El padre y el hijo intercambiaron una divertida mirada que me hizo pensar en un chiste antiguo. Un turista originario de Chicago que conduce un lujoso coche deportivo se detiene en una granja en el campo. El viejo granjero está sentado en el porche, fumando una pipa de maíz. El turista saca la cabeza fuera de su Jaguar y pregunta: «Eh, abuelo, ¿puede decirme cómo llegar a East Machias[1]?». El viejo granjero pega un par de chupadas a su pipa reflexivamente, y entonces contesta: «No se mueva ni un milímetro».
—Usted es de fuera, ¿verdad? —preguntó Frank. No tenía un acento tan cerrado como su padre. Probablemente ve más televisión, pensé. No hay nada como la tele para erosionar un acento regional.
—En efecto —asentí.
—Es curioso, habría jurado que hablaba un poco gangoso, como un norteño.
—Es cosa del dialecto peninsular —expliqué—. Es decir, de la Península Superior.
Excepto que —¡maldición!— eso era Michigan.
No obstante, ninguno de los dos pareció enterarse.
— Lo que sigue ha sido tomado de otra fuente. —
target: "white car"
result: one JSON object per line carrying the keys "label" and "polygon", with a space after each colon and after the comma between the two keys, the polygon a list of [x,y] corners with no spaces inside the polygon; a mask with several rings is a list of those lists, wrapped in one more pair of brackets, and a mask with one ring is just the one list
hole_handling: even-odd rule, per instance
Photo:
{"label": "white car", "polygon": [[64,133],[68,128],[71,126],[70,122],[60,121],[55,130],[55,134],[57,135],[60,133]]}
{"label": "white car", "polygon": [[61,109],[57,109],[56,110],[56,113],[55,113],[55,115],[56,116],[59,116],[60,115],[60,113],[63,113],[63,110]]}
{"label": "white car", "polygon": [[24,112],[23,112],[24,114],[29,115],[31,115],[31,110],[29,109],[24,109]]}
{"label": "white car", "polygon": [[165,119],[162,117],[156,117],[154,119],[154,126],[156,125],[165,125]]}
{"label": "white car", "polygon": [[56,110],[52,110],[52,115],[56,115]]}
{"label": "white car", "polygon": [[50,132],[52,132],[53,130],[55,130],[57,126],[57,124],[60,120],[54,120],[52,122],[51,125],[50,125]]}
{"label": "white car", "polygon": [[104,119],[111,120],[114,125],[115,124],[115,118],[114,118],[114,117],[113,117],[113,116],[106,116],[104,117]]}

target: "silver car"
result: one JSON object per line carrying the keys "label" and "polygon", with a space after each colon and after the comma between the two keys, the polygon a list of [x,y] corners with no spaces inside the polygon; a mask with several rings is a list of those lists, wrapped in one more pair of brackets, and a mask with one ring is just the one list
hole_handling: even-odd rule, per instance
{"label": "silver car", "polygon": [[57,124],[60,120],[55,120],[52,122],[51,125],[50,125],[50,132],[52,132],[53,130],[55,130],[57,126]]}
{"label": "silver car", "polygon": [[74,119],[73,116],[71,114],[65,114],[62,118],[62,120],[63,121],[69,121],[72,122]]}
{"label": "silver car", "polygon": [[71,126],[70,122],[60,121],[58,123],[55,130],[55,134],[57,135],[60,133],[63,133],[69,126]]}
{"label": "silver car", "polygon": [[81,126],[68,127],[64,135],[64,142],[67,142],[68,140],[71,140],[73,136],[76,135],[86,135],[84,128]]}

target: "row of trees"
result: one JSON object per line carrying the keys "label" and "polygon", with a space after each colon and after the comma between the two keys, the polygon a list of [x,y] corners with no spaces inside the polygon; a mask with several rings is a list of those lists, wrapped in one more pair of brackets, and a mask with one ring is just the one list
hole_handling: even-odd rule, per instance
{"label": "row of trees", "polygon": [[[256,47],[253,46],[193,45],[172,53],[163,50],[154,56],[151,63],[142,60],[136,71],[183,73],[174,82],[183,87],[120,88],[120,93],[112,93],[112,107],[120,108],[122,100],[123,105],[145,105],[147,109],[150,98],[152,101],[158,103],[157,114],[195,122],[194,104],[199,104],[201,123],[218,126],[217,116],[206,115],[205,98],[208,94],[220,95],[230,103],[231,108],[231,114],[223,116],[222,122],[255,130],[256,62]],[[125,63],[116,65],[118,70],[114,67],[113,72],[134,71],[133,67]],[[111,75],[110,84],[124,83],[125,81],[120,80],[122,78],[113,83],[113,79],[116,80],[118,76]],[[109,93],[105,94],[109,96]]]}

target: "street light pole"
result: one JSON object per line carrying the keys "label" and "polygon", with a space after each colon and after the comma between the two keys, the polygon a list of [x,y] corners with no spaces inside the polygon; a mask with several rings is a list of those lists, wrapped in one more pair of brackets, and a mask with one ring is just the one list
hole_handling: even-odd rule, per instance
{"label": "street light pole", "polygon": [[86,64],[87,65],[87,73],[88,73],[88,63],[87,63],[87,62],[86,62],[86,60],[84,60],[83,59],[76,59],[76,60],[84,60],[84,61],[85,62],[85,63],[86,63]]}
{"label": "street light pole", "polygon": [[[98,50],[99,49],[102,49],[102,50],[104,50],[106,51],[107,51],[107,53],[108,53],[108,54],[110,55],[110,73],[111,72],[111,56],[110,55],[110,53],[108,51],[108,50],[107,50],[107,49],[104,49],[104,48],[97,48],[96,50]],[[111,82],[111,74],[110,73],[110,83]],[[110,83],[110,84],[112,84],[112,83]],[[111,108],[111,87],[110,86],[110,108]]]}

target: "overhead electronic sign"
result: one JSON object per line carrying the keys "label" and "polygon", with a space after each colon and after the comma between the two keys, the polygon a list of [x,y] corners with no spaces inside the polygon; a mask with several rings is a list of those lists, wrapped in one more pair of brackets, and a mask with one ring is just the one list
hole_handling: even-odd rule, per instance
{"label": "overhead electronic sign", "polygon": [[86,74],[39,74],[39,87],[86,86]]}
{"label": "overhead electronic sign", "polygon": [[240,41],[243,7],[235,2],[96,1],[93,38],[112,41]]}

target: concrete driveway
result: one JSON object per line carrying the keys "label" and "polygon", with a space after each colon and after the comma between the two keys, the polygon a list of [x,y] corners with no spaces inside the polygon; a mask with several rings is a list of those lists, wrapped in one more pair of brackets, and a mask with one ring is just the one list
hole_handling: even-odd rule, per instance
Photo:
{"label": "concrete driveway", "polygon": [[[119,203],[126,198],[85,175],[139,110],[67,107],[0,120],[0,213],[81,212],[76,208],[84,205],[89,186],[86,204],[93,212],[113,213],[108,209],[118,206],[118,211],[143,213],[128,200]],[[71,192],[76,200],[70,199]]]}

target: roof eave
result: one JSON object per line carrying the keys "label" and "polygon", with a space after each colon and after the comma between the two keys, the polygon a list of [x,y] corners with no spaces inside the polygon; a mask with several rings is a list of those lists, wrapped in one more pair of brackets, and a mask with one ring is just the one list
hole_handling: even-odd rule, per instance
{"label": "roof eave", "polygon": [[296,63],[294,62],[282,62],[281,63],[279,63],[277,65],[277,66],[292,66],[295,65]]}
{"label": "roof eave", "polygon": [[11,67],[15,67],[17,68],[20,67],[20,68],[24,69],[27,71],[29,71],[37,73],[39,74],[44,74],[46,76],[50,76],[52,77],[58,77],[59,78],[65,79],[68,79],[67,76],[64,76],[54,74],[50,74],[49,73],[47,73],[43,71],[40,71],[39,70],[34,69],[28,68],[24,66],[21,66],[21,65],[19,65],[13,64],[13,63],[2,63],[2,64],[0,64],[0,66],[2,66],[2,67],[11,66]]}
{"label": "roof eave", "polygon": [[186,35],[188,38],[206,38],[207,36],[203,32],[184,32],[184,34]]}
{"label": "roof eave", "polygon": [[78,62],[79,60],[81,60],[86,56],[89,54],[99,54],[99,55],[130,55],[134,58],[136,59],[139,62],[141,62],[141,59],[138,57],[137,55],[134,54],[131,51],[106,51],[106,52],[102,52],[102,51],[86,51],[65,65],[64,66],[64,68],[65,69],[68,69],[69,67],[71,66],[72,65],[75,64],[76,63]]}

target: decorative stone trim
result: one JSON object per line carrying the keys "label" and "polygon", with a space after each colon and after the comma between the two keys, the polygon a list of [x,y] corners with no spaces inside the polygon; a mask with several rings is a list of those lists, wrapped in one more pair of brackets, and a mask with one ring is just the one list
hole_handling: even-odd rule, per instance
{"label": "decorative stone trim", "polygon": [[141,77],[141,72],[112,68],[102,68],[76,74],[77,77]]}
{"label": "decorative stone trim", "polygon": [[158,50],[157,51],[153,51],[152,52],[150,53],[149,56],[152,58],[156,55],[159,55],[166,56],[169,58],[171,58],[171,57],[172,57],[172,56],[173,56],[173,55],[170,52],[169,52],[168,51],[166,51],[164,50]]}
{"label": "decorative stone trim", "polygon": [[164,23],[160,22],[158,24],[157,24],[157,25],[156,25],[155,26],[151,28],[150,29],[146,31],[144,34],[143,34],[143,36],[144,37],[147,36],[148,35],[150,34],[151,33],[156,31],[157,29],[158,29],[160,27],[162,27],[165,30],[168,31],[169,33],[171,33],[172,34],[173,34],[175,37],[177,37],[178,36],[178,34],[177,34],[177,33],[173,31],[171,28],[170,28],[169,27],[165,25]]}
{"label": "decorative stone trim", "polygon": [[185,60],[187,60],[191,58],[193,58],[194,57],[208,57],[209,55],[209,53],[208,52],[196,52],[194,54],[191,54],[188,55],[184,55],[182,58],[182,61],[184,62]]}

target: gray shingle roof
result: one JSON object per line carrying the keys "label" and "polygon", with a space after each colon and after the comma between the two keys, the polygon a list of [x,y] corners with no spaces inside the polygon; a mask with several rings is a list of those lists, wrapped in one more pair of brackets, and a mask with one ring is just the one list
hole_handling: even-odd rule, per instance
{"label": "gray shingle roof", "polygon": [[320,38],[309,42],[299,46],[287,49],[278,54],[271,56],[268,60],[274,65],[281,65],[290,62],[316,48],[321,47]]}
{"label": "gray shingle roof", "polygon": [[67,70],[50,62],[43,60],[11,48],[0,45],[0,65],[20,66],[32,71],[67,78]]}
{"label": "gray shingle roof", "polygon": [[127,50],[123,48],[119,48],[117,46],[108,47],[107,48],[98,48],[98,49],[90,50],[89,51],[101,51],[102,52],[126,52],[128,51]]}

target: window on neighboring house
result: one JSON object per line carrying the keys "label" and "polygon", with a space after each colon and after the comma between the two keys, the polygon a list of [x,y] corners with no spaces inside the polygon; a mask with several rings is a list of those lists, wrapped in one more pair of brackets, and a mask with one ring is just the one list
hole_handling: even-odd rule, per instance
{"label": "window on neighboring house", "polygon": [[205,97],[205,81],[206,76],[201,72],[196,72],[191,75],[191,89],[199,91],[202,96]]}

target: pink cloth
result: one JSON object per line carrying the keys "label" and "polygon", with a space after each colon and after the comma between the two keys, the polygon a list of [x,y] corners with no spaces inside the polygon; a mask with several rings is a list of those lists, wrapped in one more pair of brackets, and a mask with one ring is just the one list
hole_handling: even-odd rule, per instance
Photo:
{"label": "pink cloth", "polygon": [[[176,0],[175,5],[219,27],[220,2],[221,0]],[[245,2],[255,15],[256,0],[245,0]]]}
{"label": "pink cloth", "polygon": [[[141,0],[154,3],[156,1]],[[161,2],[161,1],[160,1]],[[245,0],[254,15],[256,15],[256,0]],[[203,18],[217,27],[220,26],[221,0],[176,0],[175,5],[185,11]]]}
De hecho, el joven Frank se retiró y se puso a fregar platos. A mano, me fijé.
—El frente verde es la licorería —dijo Anicetti—. Justo al otro lado de la calle, por si quiere comprar una pinta de algo.
—Creo que con la zarzaparrilla tengo suficiente —dije—. Era solo por saberlo. Que tenga un buen día.
—Igualmente, amigo mío. Vuelva a visitarnos.
Al pasar junto al trío que examinaba la fruta, murmuré: «Señoras». Y en ese momento deseé haber llevado un sombrero con el que saludar. Un fedora, quizá.
Como los que se ven en las películas antiguas.